The workflow runs on PRs (non-forks) and manual dispatch, then uploads:
- `safe-agent-summary.md` (human-readable markdown summary)
- `policy-report.json` (machine-readable report with rule IDs/outcomes)
- `safe-agent.log` (full run log)

## For AI Agents

If you're an AI agent wanting to use Safe Agent programmatically:

```python
from safe_agent import SafeAgent

agent = SafeAgent(
    auto_approve_low_risk=True,      # Skip approval for low-risk changes
    dry_run=False,                   # Set True to preview only
    audit_export_path="audit.json",  # Export audit trail for compliance
    compliance_mode=False,           # Enable for EU AI Act compliance
)

result = await agent.run("add error handling to api.py")
```

For insurance and compliance use cases:

```python
# EU AI Act compliant configuration
agent = SafeAgent(
    compliance_mode=True,              # Strict compliance mode
    audit_export_path="audit.json",    # Required for Article 12
    non_interactive=False,             # Human oversight required
)
```

## Powered By

- [impact-preview](https://github.com/agent-polis/impact-preview) - Impact analysis and diff generation
- [Claude](https://anthropic.com) - AI planning and code generation
- [Rich](https://github.com/Textualize/rich) - Beautiful terminal output
- [MCP](https://modelcontextprotocol.io) - Model Context Protocol for agent interoperability

## Known Incidents

AI coding agents without proper safeguards have caused real damage.
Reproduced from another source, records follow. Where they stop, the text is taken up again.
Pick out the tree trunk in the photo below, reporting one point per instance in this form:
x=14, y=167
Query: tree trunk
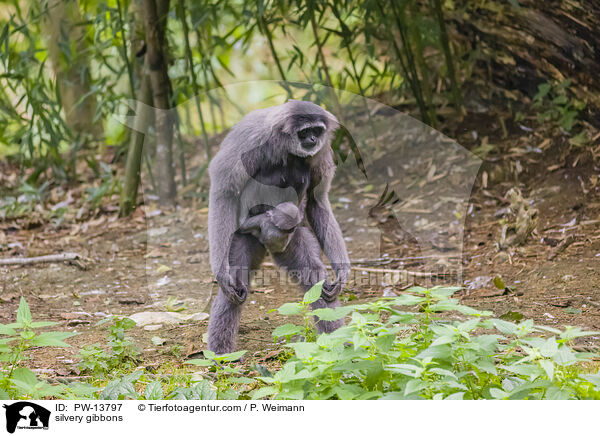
x=156, y=18
x=143, y=116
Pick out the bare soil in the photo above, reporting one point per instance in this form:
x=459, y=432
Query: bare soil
x=141, y=261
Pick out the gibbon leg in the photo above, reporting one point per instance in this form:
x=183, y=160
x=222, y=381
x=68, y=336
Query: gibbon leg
x=245, y=255
x=302, y=260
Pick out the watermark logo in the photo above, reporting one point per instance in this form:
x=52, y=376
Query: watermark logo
x=26, y=415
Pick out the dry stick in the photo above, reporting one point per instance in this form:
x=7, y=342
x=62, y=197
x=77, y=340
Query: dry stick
x=386, y=271
x=73, y=258
x=437, y=6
We document these incidents to raise awareness and demonstrate why preview-before-execute architecture matters.

### Recent Incidents

- **[Replit SaaStr Database Deletion (July 2025)](docs/incident-reports/2025-07-replit-saastr.md)** - Production database deleted, 1,200+ executives affected
- **[Cursor YOLO Mode Bypass (July 2025)](docs/incident-reports/2025-07-cursor-yolo-mode.md)** - Security controls bypassed, arbitrary command execution possible

### Submit an Incident

Experienced an AI agent incident? Help the community by [submitting an incident report](.github/ISSUE_TEMPLATE/incident-report.md).

Browse all documented incidents in [docs/incident-reports/](docs/incident-reports/).

## License

MIT License - see [LICENSE](LICENSE) for details.

---

Built by developers who want AI agents they can actually trust.